You WAN’s Role in a Virtual PBX Solution
The wide area network consists of your Internet connection and any dedicated connections you have to other locations. Part I of the Tale of Two Networks covered the local area network requirements for a Virtual PBX implementation.
Now in part II, we get to the bigger challenge of VoIP – establishing a high-quality connection to the outside world.
Data Circuits for Virtual PBX
The Best of Times
The bottleneck of any business network is always the Wide Area Network circuits. They typically run from from 1.5MB (T1) to 100MB (rare and expensive) and it’s easy to identify the chokepoint. Local Area Networks (LANs) on the the hand, run at speeds of 100MB to 1GB.
The good news is that these Internet data circuits prices are coming down and speeds are going up. Even better news is that data circuits are starting to come with Quality of Service (QoS) rules already enable – thus prioritizing voice traffic.
If you’ve got a data circuit that has QoS and meets the happy VOIP trio of latency no more than 120 milliseconds, packet loss less than 1%, and jitter no more than 40 milliseconds, you’ve got a fine Virtual PBX data circuit.
The Worst of Times
If the data circuit does not meet the criteria as described above, your Virtual PBX system will fail.
While QoS can be implemented using customer-premise hardware, there is no fix for excessive latency, packet loss or jitter, other than replacing the circuit. While cable companies are doing a great job in delivering high bandwidth, they don’t deliver business class circuits. As such, they sometimes don’t deliver the goods when it comes to consistently delivering voice quality service.
Bandwidth costs money, and business class circuits costs money. The availability of high quality, business class bandwidth depends largely upon the location of the business. Densely populated areas that are close to the central office have a multitude of affordable options, while outlying areas can only be served by expensive T1 lines.
Routers for Virtual PBX
The Best of Times
When it comes to handling voice, there are three kinds of routers in this world:
• Routers incapable of handling voice
• Routers capable of handling voice
• Routers that could be made capable
If a router is designed to handle VoIP transmission and is programmed correctly, the router does not interfere with the Virtual PBX. In fact, the router can enhance voice services by providing QoS and protecting against VoiP-related security threats. So, if you have a quality router that is voice-enabled and programmed correctly, you’ll have no problems.
The Worst of Times
Bad routers are the #1 source of VoIP issues.

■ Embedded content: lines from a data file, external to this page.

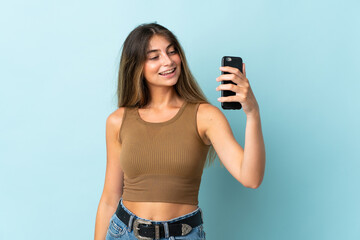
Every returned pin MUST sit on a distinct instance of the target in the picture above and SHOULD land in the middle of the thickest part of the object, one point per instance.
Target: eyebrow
(156, 50)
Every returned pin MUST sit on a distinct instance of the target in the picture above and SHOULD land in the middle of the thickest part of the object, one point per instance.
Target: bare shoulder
(207, 116)
(114, 120)
(208, 112)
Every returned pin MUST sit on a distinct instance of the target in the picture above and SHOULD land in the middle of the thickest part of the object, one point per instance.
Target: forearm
(103, 216)
(253, 164)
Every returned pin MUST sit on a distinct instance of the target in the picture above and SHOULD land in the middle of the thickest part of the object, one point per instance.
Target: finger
(231, 87)
(231, 77)
(233, 98)
(231, 70)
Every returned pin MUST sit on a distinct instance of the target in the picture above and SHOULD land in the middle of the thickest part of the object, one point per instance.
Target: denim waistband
(132, 215)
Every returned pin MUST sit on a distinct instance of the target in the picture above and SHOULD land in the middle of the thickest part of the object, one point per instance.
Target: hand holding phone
(232, 62)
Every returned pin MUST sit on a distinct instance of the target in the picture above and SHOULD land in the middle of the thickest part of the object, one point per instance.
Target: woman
(160, 137)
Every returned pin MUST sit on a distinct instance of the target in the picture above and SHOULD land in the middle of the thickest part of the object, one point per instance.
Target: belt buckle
(136, 228)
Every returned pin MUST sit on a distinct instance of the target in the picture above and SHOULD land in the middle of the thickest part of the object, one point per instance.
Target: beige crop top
(162, 162)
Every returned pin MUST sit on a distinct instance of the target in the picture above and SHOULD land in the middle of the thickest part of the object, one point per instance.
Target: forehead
(158, 42)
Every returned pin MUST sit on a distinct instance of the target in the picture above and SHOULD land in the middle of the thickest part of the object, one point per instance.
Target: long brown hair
(132, 90)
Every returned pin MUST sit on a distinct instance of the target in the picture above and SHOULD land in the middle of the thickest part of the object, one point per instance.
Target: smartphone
(232, 62)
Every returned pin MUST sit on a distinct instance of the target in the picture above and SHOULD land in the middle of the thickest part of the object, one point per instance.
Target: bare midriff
(159, 211)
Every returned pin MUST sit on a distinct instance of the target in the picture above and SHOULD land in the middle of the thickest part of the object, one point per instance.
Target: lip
(169, 75)
(168, 70)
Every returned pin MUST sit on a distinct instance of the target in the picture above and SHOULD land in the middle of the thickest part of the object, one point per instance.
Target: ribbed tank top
(162, 161)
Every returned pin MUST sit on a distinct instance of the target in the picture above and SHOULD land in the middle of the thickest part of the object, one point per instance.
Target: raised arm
(246, 165)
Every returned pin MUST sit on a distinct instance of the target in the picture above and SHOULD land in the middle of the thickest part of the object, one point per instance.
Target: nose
(166, 60)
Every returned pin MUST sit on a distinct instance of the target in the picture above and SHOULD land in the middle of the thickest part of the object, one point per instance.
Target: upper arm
(218, 131)
(114, 176)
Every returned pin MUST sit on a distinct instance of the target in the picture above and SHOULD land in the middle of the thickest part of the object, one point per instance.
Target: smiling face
(163, 64)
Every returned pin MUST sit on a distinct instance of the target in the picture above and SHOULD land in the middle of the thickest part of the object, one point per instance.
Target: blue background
(59, 63)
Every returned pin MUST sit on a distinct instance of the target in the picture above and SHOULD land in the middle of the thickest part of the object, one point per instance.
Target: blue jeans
(119, 230)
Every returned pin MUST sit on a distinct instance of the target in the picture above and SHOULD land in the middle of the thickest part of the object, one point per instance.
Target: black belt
(147, 230)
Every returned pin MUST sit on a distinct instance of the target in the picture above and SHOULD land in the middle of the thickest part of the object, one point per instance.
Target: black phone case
(237, 63)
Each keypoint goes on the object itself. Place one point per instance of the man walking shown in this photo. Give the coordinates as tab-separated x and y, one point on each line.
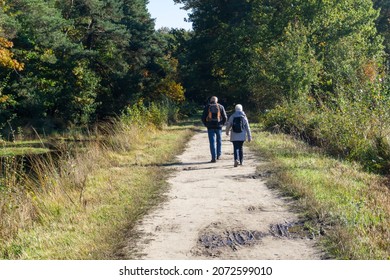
214	117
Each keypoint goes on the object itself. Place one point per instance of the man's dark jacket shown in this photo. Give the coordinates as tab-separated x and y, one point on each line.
223	117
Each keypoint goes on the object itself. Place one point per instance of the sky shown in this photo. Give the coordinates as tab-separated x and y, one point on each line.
168	14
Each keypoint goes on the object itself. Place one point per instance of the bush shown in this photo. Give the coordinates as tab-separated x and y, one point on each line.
356	130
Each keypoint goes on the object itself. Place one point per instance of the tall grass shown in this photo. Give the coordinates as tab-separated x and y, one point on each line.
357	130
350	207
78	203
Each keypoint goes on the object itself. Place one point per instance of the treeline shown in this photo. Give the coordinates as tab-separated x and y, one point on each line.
72	63
317	69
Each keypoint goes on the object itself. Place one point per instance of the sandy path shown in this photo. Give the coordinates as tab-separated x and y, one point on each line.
216	211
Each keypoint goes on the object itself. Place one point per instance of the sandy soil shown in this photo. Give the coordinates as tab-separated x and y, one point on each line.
217	211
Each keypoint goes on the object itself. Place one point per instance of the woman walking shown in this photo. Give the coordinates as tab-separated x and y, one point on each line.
238	128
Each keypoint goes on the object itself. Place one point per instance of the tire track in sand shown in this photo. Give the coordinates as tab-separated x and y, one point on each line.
217	211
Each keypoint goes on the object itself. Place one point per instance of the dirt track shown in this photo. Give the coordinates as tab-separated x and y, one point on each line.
217	211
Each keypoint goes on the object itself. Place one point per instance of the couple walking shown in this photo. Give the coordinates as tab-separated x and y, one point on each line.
214	118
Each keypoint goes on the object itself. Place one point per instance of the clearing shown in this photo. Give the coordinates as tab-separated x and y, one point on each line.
217	211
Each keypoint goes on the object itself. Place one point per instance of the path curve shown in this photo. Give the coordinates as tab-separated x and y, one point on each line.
217	211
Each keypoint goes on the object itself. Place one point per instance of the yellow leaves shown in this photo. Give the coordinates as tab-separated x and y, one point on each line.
6	55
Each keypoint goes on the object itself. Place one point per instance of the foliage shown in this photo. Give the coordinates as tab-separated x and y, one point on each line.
82	61
347	209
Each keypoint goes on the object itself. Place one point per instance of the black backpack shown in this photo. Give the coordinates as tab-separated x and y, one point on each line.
238	124
214	114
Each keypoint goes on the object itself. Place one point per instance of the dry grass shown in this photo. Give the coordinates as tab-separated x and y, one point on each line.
80	205
350	206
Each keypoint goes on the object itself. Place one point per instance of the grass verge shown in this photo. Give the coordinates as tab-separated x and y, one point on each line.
82	207
350	208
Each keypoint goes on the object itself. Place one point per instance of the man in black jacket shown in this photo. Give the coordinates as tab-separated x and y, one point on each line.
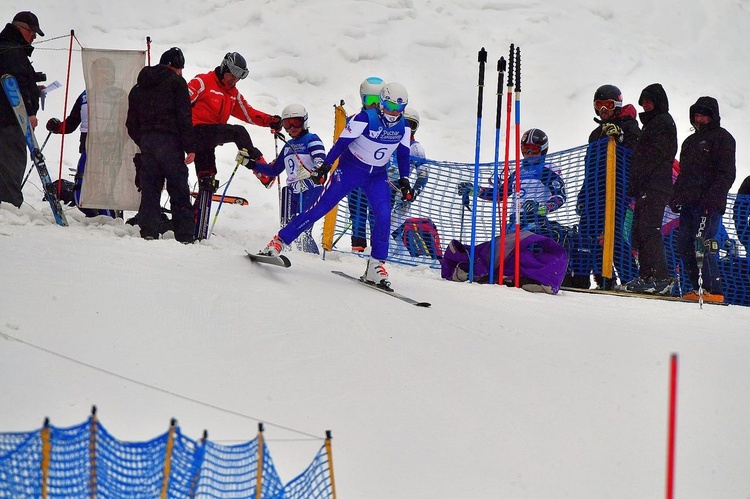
15	50
160	123
707	172
617	120
651	185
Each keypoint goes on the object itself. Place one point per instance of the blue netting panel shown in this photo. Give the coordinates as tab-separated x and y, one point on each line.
313	483
20	460
577	224
184	466
70	461
129	469
231	472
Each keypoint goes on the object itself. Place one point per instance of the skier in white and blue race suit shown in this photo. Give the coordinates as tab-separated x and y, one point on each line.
363	150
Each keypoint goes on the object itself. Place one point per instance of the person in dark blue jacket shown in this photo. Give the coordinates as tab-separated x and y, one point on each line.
15	51
364	150
302	154
707	172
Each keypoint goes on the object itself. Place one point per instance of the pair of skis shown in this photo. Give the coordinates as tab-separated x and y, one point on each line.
283	261
13	93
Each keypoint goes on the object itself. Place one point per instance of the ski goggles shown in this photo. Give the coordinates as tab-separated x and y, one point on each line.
293	122
238	72
391	106
370	100
609	104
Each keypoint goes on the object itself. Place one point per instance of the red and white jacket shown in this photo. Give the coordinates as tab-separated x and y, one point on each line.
213	103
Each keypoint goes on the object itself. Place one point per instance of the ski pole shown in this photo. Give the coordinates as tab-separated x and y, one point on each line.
498	115
221	201
482	59
278	184
346	229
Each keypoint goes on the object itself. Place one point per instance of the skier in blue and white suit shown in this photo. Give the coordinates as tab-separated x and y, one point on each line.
364	150
301	155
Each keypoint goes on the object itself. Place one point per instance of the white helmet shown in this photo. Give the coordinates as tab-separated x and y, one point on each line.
412	118
370	86
295	111
393	97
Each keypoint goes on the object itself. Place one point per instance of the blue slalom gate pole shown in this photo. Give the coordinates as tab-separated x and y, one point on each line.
482	62
495	179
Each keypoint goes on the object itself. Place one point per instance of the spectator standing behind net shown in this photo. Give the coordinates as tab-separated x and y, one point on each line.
15	51
619	121
302	154
741	215
79	116
364	150
359	208
650	184
159	122
542	186
707	172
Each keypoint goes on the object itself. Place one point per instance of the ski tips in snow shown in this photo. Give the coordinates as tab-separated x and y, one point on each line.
281	260
398	296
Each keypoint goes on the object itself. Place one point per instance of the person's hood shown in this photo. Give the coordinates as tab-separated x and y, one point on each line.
152	76
707	106
656	94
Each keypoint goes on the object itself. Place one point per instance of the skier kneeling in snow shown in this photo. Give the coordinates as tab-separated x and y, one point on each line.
364	147
301	155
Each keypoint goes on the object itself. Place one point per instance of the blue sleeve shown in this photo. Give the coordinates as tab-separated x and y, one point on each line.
402	157
345	138
556	186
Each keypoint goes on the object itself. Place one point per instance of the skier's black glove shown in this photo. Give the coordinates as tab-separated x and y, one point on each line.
275	123
319	176
208	183
407	193
54	125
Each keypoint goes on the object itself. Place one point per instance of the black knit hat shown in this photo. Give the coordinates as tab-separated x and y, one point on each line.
30	19
173	57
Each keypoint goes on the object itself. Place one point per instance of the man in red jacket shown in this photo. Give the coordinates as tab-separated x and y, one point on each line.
215	98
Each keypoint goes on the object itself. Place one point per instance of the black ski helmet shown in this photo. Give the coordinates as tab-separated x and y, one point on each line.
234	63
608	92
536	137
173	57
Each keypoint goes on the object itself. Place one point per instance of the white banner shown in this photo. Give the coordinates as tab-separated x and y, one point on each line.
109	176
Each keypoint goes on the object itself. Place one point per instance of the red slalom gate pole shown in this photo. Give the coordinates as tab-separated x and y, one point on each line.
672	425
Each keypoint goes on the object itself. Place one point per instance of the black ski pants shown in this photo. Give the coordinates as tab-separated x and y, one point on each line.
647	238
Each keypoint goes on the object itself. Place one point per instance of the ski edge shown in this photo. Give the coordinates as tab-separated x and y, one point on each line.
399	296
285	262
626	294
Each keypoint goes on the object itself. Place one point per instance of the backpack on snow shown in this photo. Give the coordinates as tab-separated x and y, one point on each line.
421	238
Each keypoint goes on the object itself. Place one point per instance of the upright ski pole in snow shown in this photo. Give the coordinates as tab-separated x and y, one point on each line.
495	179
221	201
517	194
482	62
700	246
506	169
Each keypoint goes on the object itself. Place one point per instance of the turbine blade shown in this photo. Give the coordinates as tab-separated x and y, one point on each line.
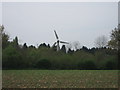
56	34
64	42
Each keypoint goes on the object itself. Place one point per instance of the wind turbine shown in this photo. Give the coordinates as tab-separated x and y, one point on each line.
58	41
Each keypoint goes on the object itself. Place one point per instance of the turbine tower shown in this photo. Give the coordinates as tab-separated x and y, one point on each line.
58	41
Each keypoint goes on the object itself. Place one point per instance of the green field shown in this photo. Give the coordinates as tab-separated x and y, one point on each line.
60	78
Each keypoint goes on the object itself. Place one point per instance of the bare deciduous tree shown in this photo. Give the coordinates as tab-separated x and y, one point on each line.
101	41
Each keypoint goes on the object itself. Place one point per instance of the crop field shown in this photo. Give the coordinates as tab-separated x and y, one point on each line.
59	78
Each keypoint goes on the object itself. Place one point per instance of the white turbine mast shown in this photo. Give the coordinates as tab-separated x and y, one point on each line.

Older routers were not designed to transmit voice. While they function perfectly fine on data transmission, older routers can wreak havoc with voice traffic. Sometimes you can upgrade the firmware on these older routers but the majority simply need to be replaced.
The second source of router problems for Virtual PBX is a lack proper programming to support voice. There are dozens of parameters that affects the ability of a router to reliably support voice transmission. If even one of these parameters are off, it can make a real mess of VoiP transmission.
On top of all this, many IT personnel are not VoIP experts. It can be a considerable challenge to have the IT administrator deliver a thoroughly programmed router implementing VoIP best practices.
At the end of the day, VoIP quality is neither inherently good or bad. It’s all about a properly engineered data network. Make sure that your provider has addressed the elements described above and you’re tale of two networks will, hopefully, have a happy ending.